できる限り家族と楽しい時間を過ごすことを考えた。

 

こどもたちのこの間の認識は

「お母さんはお腹を切ってガンをとってもらった」と

理解しており、それでもまた入院して治療が必要なことは

6歳と3歳には説明が難しかったが、

「ガンというのは強いやつだから少しも残らないように、もっと治療が必要なんだよ」というような説明をした。

 

こどもたちは母の再入院について

「え〜」

とかそういったことは言ったが、

ものすごく寂しがって泣いたりとかそう言った反応はなかった。

 

それは多分、先の3週間がそんなに寂しく辛い日々ではなかったという証だろう。

 

つまり、夫の頑張りにより、こどもたちも楽しく過ごせていたということだ。

 

そう考えると

たまにわけのわからないことでキレる夫ではあるが、

夫のことは尊敬だし感謝してもしきれない。

妻の病で気を揉む中、家事、仕事、育児、通常の育児に加えて長女のお受験対策。

これを文句ひとつ言わずやってくれたのだ。

 

 

これを更に2ヶ月近くもこれから再びやってくれるのだ。

 

 

この日、些細なことで怒り出したのは、

これから2ヶ月近くのワンオペ生活への不安があってのことだったのだろう。

 

 

そう考えると、

最初は’理解不能’と思った怒りも

納得できた。

 

 

コロナ禍となる前は夫が毎晩会食で深夜帰りの生活だったから、私の方が平日は殆どワンオペ育児だった。

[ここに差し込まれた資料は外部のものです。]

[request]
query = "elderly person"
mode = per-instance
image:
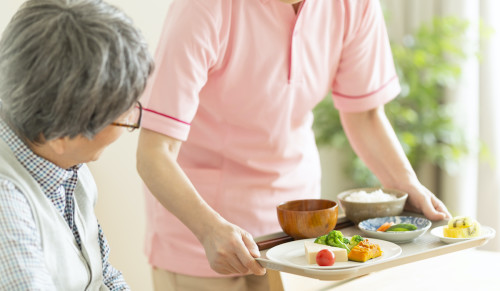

しかし、こんなに何週間も続けて丸々のワンオペをやったことはない。もし自分が夫の立場だったら、先の3週間ですでに発狂していただろう。

これからまた2ヶ月も…と思うと。


 

 

夫にはこの先

どうやって恩返しをしたらいいんだろう。

 

 

まずは、しっかりと治療を頑張って癌に打ち勝ち元気になること。

それから…

 

 

簡単には答えが出せない。

入院中にそのこともじっくりと考えよう。